This software offers the functionality of the Stanford CoreNLP as HTTP-XML-Server. This avoids the time-consuming initialization every time CoreNLP is started. It is very similar to projects like this Python wrapper.
The server will be listening at http://localhost:8080. The text you want to analyze needs to be POSTed as field text
:
curl --data 'text=Hello world!' http://localhost:8080
<?xml version="1.0" encoding="UTF-8"?>
<?xml-stylesheet href="CoreNLP-to-HTML.xsl" type="text/xsl"?>
<root>
<document>
<sentences>
<sentence id="1">
<tokens>
<token id="1">
<word>Hello</word>
<lemma>hello</lemma>
<CharacterOffsetBegin>0</CharacterOffsetBegin>
<CharacterOffsetEnd>5</CharacterOffsetEnd>
<POS>UH</POS>
<NER>O</NER>
</token>
<token id="2">
<word>world</word>
<lemma>world</lemma>
<CharacterOffsetBegin>6</CharacterOffsetBegin>
<CharacterOffsetEnd>11</CharacterOffsetEnd>
<POS>NN</POS>
<NER>O</NER>
</token>
<token id="3">
<word>!</word>
<lemma>!</lemma>
<CharacterOffsetBegin>11</CharacterOffsetBegin>
<CharacterOffsetEnd>12</CharacterOffsetEnd>
<POS>.</POS>
<NER>O</NER>
</token>
</tokens>
<parse>(ROOT (S (VP (NP (INTJ (UH Hello)) (NP (NN world)))) (. !))) </parse>
<dependencies type="basic-dependencies">
<dep type="root">
<governor idx="0">ROOT</governor>
<dependent idx="2">world</dependent>
</dep>
<dep type="discourse">
<governor idx="2">world</governor>
<dependent idx="1">Hello</dependent>
</dep>
</dependencies>
<dependencies type="collapsed-dependencies">
<dep type="root">
<governor idx="0">ROOT</governor>
<dependent idx="2">world</dependent>
</dep>
<dep type="discourse">
<governor idx="2">world</governor>
<dependent idx="1">Hello</dependent>
</dep>
</dependencies>
<dependencies type="collapsed-ccprocessed-dependencies">
<dep type="root">
<governor idx="0">ROOT</governor>
<dependent idx="2">world</dependent>
</dep>
<dep type="discourse">
<governor idx="2">world</governor>
<dependent idx="1">Hello</dependent>
</dep>
</dependencies>
</sentence>
</sentences>
</document>
</root>
Note you can olso try this online at Stanford University. Make sure you choose "XML" as output format.
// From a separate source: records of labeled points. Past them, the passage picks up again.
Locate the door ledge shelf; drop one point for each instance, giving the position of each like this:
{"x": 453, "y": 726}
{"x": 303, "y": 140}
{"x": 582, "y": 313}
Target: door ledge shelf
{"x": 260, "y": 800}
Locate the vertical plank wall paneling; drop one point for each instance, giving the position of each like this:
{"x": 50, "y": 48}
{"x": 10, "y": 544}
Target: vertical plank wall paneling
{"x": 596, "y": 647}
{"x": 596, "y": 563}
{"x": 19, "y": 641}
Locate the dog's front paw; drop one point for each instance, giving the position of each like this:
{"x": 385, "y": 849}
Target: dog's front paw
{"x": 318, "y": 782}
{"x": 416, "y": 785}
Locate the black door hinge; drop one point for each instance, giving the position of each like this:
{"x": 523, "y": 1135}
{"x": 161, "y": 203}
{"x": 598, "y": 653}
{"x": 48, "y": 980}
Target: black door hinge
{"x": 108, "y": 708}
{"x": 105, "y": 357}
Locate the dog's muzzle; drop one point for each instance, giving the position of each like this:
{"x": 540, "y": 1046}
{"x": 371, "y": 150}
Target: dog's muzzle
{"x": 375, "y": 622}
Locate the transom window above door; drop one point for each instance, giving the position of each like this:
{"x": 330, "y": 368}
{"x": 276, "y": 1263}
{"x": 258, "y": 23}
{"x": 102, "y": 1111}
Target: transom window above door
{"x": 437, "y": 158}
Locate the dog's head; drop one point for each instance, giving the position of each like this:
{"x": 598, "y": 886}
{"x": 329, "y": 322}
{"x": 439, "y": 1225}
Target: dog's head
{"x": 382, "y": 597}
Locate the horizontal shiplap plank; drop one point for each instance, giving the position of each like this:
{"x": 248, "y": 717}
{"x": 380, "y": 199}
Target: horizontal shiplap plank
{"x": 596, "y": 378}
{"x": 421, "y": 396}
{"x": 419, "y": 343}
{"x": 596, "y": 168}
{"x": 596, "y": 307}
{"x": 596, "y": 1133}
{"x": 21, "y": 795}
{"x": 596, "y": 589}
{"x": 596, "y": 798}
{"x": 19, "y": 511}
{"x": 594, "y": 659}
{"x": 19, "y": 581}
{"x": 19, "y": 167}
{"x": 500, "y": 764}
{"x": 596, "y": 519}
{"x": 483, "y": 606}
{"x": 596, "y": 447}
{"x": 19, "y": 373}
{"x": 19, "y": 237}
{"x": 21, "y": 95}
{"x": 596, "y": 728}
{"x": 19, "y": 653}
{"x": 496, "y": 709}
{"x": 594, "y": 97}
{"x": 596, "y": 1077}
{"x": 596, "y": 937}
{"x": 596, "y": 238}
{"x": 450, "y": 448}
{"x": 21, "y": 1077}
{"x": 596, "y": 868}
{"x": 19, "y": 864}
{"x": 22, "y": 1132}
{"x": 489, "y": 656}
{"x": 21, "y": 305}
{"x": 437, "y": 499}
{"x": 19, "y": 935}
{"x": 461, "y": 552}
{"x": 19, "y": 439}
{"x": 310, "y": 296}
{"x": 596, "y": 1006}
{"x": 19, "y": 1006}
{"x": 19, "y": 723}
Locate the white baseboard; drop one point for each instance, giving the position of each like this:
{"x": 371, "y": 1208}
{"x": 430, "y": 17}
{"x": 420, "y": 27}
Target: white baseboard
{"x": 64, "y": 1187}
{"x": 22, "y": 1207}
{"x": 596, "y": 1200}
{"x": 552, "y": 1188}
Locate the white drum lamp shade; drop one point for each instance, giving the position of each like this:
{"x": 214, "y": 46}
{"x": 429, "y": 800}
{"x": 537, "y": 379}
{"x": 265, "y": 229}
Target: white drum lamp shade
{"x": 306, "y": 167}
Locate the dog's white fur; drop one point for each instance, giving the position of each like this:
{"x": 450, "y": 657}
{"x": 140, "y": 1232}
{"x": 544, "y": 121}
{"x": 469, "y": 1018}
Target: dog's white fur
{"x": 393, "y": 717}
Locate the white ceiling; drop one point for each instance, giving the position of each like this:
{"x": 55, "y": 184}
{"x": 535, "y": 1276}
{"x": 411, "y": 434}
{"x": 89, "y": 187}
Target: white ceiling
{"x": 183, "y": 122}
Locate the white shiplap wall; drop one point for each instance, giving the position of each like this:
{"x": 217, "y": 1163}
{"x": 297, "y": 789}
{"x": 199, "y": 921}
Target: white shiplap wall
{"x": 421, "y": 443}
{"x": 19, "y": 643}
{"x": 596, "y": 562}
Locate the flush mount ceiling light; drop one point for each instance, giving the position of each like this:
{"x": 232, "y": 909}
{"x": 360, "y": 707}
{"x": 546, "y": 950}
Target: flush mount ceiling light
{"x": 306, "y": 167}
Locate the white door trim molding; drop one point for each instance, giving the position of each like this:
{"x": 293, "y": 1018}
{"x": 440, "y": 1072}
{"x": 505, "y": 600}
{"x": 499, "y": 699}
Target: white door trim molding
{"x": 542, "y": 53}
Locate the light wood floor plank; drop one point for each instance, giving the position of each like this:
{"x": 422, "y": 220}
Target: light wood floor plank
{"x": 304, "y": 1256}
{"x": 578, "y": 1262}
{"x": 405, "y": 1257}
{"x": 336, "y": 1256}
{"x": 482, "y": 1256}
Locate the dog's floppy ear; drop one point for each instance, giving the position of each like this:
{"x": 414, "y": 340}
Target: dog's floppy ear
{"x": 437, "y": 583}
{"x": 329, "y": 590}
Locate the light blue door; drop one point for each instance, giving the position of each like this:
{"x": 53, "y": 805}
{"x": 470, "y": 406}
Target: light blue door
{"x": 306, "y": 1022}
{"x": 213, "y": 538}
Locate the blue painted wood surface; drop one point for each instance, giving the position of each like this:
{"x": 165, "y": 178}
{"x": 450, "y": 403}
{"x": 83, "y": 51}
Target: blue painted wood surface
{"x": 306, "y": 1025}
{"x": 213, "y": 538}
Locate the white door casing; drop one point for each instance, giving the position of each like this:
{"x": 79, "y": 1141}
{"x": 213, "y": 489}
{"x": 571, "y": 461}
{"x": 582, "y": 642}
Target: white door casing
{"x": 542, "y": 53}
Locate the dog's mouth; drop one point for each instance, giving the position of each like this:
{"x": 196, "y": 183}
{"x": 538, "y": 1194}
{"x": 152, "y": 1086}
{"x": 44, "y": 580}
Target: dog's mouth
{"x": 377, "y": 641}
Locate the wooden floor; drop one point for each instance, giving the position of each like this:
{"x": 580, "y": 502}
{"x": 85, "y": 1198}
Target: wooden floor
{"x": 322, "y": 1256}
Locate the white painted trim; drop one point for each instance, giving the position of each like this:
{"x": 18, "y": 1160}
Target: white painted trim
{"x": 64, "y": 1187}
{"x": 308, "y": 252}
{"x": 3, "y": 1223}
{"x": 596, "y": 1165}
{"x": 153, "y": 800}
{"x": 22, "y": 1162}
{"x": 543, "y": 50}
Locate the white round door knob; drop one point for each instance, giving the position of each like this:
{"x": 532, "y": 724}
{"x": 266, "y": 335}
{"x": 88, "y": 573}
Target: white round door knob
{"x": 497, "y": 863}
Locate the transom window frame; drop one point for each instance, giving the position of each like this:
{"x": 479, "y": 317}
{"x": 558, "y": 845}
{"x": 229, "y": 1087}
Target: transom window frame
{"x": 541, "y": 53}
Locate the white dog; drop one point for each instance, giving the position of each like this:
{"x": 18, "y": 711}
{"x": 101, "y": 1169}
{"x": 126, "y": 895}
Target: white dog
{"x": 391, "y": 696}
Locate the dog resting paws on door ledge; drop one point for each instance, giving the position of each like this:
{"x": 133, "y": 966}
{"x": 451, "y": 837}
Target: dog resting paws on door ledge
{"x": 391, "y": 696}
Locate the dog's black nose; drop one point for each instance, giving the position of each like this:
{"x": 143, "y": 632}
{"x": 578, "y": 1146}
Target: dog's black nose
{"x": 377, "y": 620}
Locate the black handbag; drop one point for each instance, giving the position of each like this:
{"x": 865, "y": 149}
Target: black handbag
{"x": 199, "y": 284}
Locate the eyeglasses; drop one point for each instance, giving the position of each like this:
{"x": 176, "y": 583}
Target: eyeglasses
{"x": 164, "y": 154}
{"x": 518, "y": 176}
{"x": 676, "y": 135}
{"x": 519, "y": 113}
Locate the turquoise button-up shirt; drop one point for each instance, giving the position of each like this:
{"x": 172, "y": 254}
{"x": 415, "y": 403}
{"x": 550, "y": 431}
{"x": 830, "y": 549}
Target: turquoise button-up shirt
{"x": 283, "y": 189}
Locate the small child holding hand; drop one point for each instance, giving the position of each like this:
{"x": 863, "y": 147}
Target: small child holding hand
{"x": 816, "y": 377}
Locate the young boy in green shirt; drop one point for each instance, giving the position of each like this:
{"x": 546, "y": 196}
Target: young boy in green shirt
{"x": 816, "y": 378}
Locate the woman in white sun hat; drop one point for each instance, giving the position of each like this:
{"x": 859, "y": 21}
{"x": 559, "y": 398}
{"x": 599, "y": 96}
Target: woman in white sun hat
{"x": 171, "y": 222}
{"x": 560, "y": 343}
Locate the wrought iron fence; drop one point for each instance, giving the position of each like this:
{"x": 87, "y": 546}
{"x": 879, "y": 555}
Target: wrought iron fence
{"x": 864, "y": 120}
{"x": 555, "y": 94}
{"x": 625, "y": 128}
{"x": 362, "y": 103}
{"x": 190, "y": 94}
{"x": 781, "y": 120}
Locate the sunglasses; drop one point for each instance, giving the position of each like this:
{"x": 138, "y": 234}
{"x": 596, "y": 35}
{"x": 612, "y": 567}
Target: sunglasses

The output you get there only slightly differs from the XML here.
-
Clone the repository:
git clone https://github.com/nlohmann/StanfordCoreNLPXMLServer.git
-
Download and install the third party libraries:
cd StanfordCoreNLPXMLServer ant libs
-
Compile the JAR file:
ant jar
-
Run the server:
ant run
-
The server is now waiting on http://localhost:8080 for HTTP POST requests. Note the initialization can take a few minutes, because several modules and resources of Stanford CoreNLP need to be loaded.
You can also choose a port:
ant run -Dport=9000
- Oracle JDK or OpenJDK version 6 or later
- Apache Ant
The Stanford CoreNLP XML Server uses the following third party libraries:
- Stanford CoreNLP, a suite of core NLP tools
- Simple, a Java based HTTP engine
The libraries can be downloaded and set up using the ant target libs
(see Installation).
- Stanford CoreNLP is licensed under the GNU General Public License (v2 or later).
- Simple is licensed under the Apache License, Version 2.0
Due to compatibility issues (see GNU.org and Apache.org), the Stanford CoreNLP XML Server is licensed under the GNU General Public License Version 3.